What are the usual approach to modelling binary time series? Is there a paper or a text book where this is treated? I think of a binary process with strong auto-correlation. Something like the sign of an AR(1) process starting at zero. Say $X_0 = 0$ and $$ X_{t+1} = \beta_1 X_t + \epsilon_t, $$ with white noise $\epsilon_t$. Then the binary time series $(Y_t)_{t \ge 0}$ defined by $$ Y_t = \text{sign}(X_t) $$ will show autocorrelation, which I would like to illustrate with the following code
set.seed(1)
X = rep(0,100)
beta = 0.9
sigma = 0.1
for(i in 1:(length(X)-1)){
X[i+1] =beta*X[i] + rnorm(1,sd=sigma)
}
acf(X)
acf(sign(X))
What is the text book/usual modelling approach if I get the binary data $Y_t$ and all I know is that there is significant autocorrelation?
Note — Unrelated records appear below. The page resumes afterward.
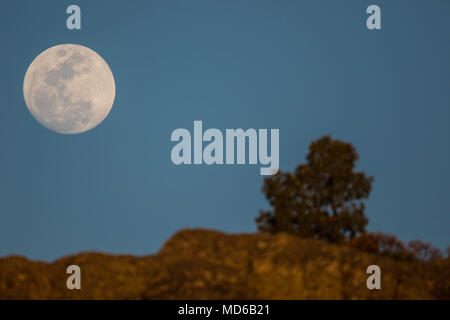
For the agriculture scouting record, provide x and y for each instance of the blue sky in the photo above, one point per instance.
(309, 68)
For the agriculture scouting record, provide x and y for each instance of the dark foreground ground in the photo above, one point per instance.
(201, 264)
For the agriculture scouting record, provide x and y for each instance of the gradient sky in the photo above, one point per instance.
(309, 68)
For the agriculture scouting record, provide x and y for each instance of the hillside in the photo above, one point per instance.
(202, 264)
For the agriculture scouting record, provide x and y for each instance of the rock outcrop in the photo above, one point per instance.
(202, 264)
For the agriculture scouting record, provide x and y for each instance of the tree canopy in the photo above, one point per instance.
(322, 198)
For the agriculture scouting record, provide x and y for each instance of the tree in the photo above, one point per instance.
(322, 198)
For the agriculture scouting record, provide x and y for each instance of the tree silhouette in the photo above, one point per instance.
(322, 198)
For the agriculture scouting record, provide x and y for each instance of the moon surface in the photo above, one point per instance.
(69, 88)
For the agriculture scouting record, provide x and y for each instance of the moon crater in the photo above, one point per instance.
(69, 89)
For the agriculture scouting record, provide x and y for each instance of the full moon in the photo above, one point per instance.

I thought that in case of external regressors or seasonal dummies given I can do a logistic regression. But what is the pure time-series approach?
EDIT: to be precise let's assume that sign(X) is autocorrelated for up to 4 lags. Would this be a Markov model of order 4 and can we do fitting and forecasting with it?
EDIT 2: In the meanwhile I stumbled upon time series glms. These are glms where the explanatory variables are lagged observations and external regressors. However it seems that this is done for Poisson and negative binomial distributed counts. I could approximate the Bernoullis using a Poisson distribution. I just wonder whether there is no clear text book approach to this.
EDIT 3: bounty expires ... any ideas?